On the ship I suggested “drug use” to pass the time for Holmes instead of staring at the ocean. This is where I suggest adding in more Irene Adler. As a reminder she’s distracting Holmes by being on his mind but also showing that she’s a motivation for Holmes (as setup in Sherlock Holmes). He could flashback to some new scene where he and Adler spoke between the time at the end of Sherlock Holmes and her death/kidnapping. So we still get Holmes and Adler by-play dialogue and chemistry that everyone loves but not the contrived, overused, follow scene that makes everyone, not only the smartest man in the room, appear stupid.
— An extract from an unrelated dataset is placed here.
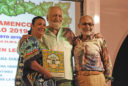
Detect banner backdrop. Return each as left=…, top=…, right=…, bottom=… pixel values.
left=0, top=0, right=75, bottom=86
By taking out Adler and utilizing Simza it allows the writers to start fresh with new secondary characters and new techniques for Holmes to garner clues. It makes the audience anticipate the end to see if Holmes will be able to do anything about the Adler situation. It also creates a reason for Holmes to be distracted – his whole point about women is that they distract him from solving cases. This “fixes” the misstep in the canon from Sherlock Holmes that made it appear Holmes is a ladies man. And Watson still fulfills his role in the bromance that was one of the few story points that worked so well in A Game of Shadows.
Either way the ‘Holmes following Adler’ scene as it is doesn’t work, and it made Sherlock Holmes look naive on top of it. It’s a great example of the flaws in A Game of Shadows and how to easily fix those same flaws with a bit of added Holmes flavor. Done as suggested the inference is that Moriarty could very well be more clever than Holmes. And when the quintessential detective beats the master villain at his own game we’d know it’s because he’s the smartest man in the room, not because he’s a modern action hero.
Growing up at the knee of the smartest man in the room and the best portrayal of said quintessential detective you get to know his character well. I explored how modernizing added to Sherlock Holmes canon and how it created great gaping losses in the character. Now I’ve shared how a little creativity would improve A Game of Shadows into a stellar modern story of Sherlock Holmes.